The study from financial specialist Company Watch revealed the firms were “at risk of insolvency” after analysing the published financial accounts of the largest 681 food, non-alcoholic beverage and clothing manufacturers in the UK.
The results showed that 173 firms, or 25% of the total, were currently in its “warning area” with health ratings of 25 out of 100.
As a result, many firms, while having acceptable levels of profitability, reported weak balance sheets that lacked the “necessary strength” to support trading, according to the report.
Squeezed
This made them particularly vulnerable to being squeezed by their “powerful” retail customers as costs continue to rise.
“Examples of low-rated companies include Premier Foods, the owner of many famous food brands,” the report said.

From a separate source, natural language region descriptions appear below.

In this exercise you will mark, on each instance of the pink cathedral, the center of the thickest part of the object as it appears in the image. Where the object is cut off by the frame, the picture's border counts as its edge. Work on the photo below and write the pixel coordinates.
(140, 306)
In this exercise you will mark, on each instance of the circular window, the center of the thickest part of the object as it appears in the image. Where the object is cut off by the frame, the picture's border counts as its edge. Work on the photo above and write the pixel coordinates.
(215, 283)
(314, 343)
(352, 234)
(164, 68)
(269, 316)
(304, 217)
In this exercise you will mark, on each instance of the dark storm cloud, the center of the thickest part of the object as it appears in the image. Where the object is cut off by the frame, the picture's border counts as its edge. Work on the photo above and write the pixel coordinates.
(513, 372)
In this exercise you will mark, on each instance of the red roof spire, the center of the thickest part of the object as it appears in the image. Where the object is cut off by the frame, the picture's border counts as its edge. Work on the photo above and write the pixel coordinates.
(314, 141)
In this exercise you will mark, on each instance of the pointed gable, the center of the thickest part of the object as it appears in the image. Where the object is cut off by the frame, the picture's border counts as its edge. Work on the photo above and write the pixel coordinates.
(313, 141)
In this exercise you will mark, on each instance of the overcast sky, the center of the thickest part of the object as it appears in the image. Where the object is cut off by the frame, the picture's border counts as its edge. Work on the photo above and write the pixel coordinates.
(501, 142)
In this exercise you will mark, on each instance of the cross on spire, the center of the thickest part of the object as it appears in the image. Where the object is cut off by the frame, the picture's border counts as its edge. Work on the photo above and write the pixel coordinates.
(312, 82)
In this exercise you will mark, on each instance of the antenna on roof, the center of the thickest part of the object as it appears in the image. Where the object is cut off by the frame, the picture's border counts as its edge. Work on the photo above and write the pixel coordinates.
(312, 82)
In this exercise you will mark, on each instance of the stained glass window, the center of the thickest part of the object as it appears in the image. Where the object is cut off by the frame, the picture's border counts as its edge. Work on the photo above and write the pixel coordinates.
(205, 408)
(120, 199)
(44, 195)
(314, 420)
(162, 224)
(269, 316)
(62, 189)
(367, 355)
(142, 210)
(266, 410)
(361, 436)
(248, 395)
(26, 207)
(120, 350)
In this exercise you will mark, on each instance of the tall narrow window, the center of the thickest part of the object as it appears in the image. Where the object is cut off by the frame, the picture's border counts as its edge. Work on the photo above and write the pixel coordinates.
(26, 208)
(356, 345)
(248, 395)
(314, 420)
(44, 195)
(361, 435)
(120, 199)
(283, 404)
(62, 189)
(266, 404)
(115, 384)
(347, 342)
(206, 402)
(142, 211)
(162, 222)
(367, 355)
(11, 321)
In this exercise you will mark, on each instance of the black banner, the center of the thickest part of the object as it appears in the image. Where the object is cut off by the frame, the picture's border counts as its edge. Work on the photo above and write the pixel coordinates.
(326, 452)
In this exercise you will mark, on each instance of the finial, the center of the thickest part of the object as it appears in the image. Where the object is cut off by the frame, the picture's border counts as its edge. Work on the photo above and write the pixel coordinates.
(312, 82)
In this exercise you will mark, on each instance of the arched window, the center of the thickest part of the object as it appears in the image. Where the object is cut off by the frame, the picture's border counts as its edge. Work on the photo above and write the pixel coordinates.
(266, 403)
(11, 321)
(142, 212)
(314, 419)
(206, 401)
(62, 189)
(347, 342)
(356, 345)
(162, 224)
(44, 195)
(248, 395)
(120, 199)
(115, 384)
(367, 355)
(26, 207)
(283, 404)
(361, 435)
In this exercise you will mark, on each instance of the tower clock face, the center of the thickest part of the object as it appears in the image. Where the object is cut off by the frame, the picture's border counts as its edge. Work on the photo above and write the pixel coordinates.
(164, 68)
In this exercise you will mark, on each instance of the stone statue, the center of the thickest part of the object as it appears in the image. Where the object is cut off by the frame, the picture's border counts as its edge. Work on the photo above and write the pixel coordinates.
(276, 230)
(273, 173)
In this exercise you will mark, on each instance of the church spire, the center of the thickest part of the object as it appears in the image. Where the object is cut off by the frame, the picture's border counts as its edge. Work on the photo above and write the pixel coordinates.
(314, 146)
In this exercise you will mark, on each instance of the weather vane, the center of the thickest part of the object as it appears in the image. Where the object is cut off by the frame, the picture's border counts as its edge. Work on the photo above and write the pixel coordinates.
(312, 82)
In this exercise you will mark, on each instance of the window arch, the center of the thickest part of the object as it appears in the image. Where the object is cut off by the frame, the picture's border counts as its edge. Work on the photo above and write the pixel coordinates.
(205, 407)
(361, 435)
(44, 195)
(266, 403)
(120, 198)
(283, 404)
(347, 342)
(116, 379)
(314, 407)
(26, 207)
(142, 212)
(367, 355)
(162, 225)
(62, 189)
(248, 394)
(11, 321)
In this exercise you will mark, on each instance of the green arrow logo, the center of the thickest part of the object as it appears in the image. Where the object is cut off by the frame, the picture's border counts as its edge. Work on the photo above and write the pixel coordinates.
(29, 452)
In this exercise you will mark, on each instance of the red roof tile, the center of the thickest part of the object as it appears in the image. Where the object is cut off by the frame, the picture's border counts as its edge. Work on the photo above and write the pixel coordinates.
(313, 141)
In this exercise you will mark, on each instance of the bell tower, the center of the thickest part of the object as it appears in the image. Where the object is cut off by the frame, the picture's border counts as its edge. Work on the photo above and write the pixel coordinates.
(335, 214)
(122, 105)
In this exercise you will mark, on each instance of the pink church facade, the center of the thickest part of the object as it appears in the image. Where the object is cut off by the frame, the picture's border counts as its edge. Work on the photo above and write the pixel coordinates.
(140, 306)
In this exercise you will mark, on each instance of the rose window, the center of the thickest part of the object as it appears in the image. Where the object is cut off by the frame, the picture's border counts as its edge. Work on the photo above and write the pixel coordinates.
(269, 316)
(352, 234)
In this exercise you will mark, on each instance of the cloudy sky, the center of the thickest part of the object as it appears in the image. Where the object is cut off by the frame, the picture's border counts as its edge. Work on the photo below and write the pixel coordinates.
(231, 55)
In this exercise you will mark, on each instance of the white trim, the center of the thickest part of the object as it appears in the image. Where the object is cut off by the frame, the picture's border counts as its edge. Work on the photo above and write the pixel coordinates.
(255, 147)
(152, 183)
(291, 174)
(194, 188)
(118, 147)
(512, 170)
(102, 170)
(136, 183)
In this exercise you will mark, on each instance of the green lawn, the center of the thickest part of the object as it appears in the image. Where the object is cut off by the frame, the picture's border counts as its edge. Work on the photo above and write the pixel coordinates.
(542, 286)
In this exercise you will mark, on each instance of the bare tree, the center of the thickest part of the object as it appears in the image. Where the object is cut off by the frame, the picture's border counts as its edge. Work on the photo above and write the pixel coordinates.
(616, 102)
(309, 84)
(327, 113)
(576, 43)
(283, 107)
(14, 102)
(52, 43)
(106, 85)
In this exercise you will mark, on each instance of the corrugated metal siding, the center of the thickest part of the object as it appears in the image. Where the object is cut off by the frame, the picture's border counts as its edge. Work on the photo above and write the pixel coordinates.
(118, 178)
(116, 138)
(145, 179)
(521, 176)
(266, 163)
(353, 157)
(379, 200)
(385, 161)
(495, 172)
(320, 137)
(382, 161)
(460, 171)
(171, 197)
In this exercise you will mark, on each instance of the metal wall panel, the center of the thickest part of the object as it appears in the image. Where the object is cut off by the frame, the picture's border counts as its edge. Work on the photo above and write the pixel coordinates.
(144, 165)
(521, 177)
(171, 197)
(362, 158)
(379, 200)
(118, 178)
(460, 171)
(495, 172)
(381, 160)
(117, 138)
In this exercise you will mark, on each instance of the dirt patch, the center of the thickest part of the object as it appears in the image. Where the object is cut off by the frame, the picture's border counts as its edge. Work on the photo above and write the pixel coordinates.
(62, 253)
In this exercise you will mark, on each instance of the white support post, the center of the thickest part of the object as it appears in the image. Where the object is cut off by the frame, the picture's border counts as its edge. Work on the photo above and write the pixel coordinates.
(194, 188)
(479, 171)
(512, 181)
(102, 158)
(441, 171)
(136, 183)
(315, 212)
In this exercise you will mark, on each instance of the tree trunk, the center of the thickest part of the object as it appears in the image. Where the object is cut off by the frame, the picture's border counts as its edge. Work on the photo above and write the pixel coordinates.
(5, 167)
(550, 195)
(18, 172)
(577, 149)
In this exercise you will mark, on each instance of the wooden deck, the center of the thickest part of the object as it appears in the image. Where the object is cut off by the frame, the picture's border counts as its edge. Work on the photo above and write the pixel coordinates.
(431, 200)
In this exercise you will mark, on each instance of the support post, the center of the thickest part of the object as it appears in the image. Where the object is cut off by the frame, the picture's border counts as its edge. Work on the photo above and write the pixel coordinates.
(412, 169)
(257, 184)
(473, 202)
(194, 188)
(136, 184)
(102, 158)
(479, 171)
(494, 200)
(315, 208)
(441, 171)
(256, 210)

“It has a Company Watch score of only 14 out of 100 and has been in the warning area for the past five years.”
Cathedral Cheese maker Dairy Crest also slipped into the warning area in March 2011 and saw its rating plummet further to 16 after it published its interim figures in September.
Britvic scored only marginally higher with a score of 17, driven by the high level of intangible assets, which are almost 15 times the firm’s net worth, the survey revealed.
Nick Hood, head of external affairs at Company Watch warned that more firms would continue to face insolvency as the financial health of the sector deteriorated further in the face of rising energy costs.
Upward pressure
He said: “The accounts we examined are mainly for periods ending during the latter part of 2010 and early 2011, which means that these figures do not yet reflect fully the upward pressure on manufacturers costs from rising energy and commodity prices.
“Once these feed through, we can expect the financial health of the sector to deteriorate further, with more manufacturing companies falling into our warning area and becoming vulnerable to insolvency or restructuring.”
But Julian Wild, food group director at law firm Rollits, told FoodManufacture.co.uk that, although a factor, pressure from the retailers was not solely to blame for some firms' troubles.
He said: “The problems that have affected Premier Foods were largely to do with its previous acquisition strategy and as a result the company has been forced into selling off a number of businesses.
“I think Dairy Crest has been caught in a very tough liquid milk market. Basically there are a different set of problems facing different companies.”
But he conceded that firms faced a “very tough environment” and confirmed that it was inevitable that a struggling retail market would have a “knock-on effect” for the sector.